В Яссах Себастьяни нагло рассказал, что советовал туркам укрепляться, но не драться против русских в поле, а русские мирные условия не принимать; дело было прошлое, но слушать подобное все же неприятно.

Из русских начальников один Ланжерон, француз-эмигрант, относился к Себастьяни как к заведомому врагу, да еще Кутузов, «бонмотист» большой, французского посла поддел. Хвастал за столом Себастьяни, какие народы и короли ныне Императору Наполеону подвластны. Вдруг остановился его взгляд на Матвее Ивановиче Платове, который всем своим видом и синим (не темно-зеленым, как во всей армии) мундиром от других генералов отличался.

— Кто это?

— Это донской атаман.

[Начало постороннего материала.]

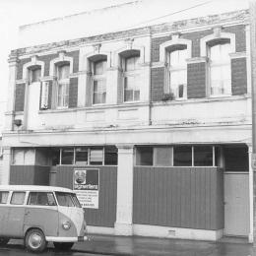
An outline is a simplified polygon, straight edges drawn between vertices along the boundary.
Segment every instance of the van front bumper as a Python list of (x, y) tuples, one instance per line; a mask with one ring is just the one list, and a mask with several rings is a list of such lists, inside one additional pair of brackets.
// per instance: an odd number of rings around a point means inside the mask
[(89, 240), (89, 237), (88, 236), (76, 236), (76, 237), (45, 236), (45, 240), (48, 242), (83, 242)]

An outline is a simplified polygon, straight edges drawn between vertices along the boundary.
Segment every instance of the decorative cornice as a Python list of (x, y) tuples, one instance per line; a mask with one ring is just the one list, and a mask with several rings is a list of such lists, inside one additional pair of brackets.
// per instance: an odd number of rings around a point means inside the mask
[(195, 57), (195, 58), (187, 59), (187, 64), (207, 62), (207, 61), (208, 61), (208, 57)]
[(246, 52), (233, 52), (229, 53), (230, 59), (239, 59), (239, 58), (246, 58)]
[[(102, 41), (110, 40), (120, 40), (125, 37), (134, 38), (140, 35), (149, 34), (160, 34), (161, 32), (173, 33), (182, 30), (189, 30), (191, 28), (197, 28), (198, 30), (202, 27), (213, 28), (214, 25), (233, 23), (245, 23), (248, 20), (249, 12), (248, 10), (240, 10), (229, 13), (224, 13), (221, 15), (211, 15), (206, 17), (199, 17), (195, 19), (188, 19), (183, 21), (177, 21), (173, 23), (165, 23), (160, 25), (153, 25), (145, 28), (133, 29), (129, 31), (122, 31), (116, 32), (108, 32), (103, 34), (97, 34), (89, 37), (83, 37), (79, 39), (62, 40), (58, 42), (52, 42), (41, 45), (34, 45), (31, 47), (20, 48), (12, 50), (11, 55), (26, 55), (34, 54), (42, 51), (48, 51), (50, 49), (58, 49), (63, 47), (75, 47), (79, 45), (92, 44), (92, 43), (101, 43)], [(231, 25), (230, 25), (231, 26)]]

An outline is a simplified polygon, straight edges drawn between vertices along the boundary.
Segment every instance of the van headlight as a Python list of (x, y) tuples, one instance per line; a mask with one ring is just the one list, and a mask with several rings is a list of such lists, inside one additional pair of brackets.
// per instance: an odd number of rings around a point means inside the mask
[(68, 230), (68, 229), (70, 228), (70, 226), (71, 226), (71, 224), (70, 224), (70, 222), (68, 222), (68, 221), (66, 221), (66, 222), (64, 222), (64, 223), (62, 224), (62, 227), (63, 227), (63, 229), (65, 229), (65, 230)]

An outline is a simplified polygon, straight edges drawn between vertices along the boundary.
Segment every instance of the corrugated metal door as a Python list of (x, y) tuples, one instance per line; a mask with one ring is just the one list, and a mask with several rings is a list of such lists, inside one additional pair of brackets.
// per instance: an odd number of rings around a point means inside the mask
[(248, 172), (224, 174), (224, 234), (247, 236), (249, 233)]

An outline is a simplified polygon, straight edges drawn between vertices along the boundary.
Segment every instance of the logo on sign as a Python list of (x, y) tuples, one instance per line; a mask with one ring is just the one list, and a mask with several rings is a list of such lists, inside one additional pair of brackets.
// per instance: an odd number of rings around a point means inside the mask
[(87, 170), (78, 169), (75, 170), (75, 184), (76, 185), (83, 185), (87, 183)]

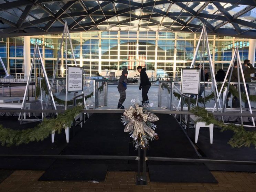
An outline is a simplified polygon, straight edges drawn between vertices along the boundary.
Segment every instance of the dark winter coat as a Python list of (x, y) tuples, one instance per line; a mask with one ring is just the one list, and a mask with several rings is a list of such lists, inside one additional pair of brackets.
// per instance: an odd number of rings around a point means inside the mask
[(220, 69), (217, 72), (217, 74), (215, 76), (215, 78), (216, 79), (216, 81), (221, 81), (223, 82), (224, 81), (224, 79), (225, 78), (225, 76), (226, 75), (226, 73), (225, 72), (222, 70), (222, 69)]
[(118, 85), (117, 86), (117, 88), (122, 90), (126, 90), (126, 85), (127, 83), (132, 83), (132, 81), (129, 80), (125, 76), (125, 74), (128, 74), (128, 72), (126, 69), (124, 69), (122, 71), (122, 75), (120, 76), (118, 82)]
[(151, 85), (149, 79), (146, 73), (146, 68), (144, 68), (140, 71), (140, 87), (142, 87), (146, 85)]
[(244, 65), (242, 66), (242, 68), (243, 69), (243, 72), (244, 73), (245, 82), (250, 82), (250, 74), (252, 73), (255, 73), (255, 69), (251, 63), (248, 63), (248, 66), (246, 66)]

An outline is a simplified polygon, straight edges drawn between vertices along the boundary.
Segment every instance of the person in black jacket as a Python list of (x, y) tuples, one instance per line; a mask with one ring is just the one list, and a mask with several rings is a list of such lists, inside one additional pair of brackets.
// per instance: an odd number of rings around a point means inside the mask
[(137, 71), (140, 73), (140, 84), (139, 89), (142, 89), (141, 95), (142, 95), (142, 104), (141, 106), (144, 104), (149, 103), (148, 97), (148, 93), (149, 88), (151, 86), (151, 83), (149, 81), (149, 79), (146, 73), (146, 68), (142, 68), (141, 66), (138, 66)]
[(126, 98), (126, 95), (125, 93), (125, 90), (127, 88), (127, 83), (136, 83), (138, 82), (138, 79), (135, 79), (132, 81), (129, 80), (127, 78), (127, 76), (128, 75), (128, 72), (127, 69), (125, 68), (122, 71), (122, 75), (120, 76), (119, 79), (118, 85), (117, 86), (117, 88), (118, 92), (120, 94), (120, 98), (118, 101), (118, 104), (117, 105), (117, 108), (120, 109), (124, 109), (124, 106), (123, 106), (122, 104), (125, 100)]

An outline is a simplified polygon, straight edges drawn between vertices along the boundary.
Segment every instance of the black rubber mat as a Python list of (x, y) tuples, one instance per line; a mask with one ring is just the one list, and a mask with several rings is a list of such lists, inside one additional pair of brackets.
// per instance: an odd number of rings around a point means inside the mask
[(0, 169), (0, 183), (10, 175), (14, 170), (11, 169)]
[[(255, 128), (246, 128), (248, 130), (253, 130)], [(194, 141), (194, 129), (190, 129), (189, 134), (191, 140)], [(223, 132), (215, 128), (213, 131), (213, 140), (210, 143), (209, 129), (202, 128), (200, 129), (198, 143), (195, 143), (203, 157), (212, 159), (248, 161), (255, 161), (256, 153), (255, 149), (242, 147), (240, 148), (232, 148), (228, 143), (233, 135), (231, 131)], [(256, 172), (256, 166), (242, 165), (225, 164), (207, 163), (205, 164), (210, 170), (230, 171)]]
[(151, 182), (218, 183), (203, 165), (149, 165), (148, 167)]
[(39, 181), (103, 181), (107, 166), (90, 164), (79, 160), (59, 160), (45, 171)]

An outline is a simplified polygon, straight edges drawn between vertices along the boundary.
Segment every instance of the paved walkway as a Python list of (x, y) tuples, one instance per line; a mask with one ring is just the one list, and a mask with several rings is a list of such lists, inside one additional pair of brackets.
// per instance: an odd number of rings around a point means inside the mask
[[(43, 171), (17, 170), (0, 184), (0, 191), (170, 192), (256, 191), (256, 173), (212, 171), (218, 184), (155, 183), (135, 185), (136, 173), (108, 172), (105, 181), (38, 181)], [(149, 180), (148, 175), (147, 176)]]

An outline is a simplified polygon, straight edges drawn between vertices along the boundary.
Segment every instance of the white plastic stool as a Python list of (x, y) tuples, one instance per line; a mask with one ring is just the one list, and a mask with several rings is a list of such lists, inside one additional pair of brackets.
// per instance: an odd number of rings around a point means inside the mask
[(198, 135), (199, 134), (199, 130), (200, 127), (209, 127), (210, 131), (210, 143), (212, 144), (213, 138), (213, 124), (211, 124), (208, 125), (206, 125), (205, 122), (198, 121), (196, 122), (198, 117), (195, 115), (191, 115), (190, 116), (190, 121), (193, 122), (195, 125), (195, 142), (197, 143), (198, 140)]
[(195, 142), (197, 143), (198, 135), (199, 134), (199, 130), (201, 127), (209, 127), (210, 131), (210, 143), (211, 144), (212, 144), (213, 138), (213, 124), (211, 124), (208, 125), (206, 125), (205, 123), (204, 122), (197, 122), (196, 123), (195, 129)]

Платов Матвей Иванович.

— А что такое — «донской атаман»?

И тут Кутузов, нимало в лице не меняясь, выдал спокойно:

— Это что-то вроде вашего вестфальского короля.

И смех, и грех. Уехал Себастьяни.

Ясно одно было: мира не будет, на русские условия турки не пойдут. Условия, правда, тяжелые были — требовал Государь границу провести по Дунаю.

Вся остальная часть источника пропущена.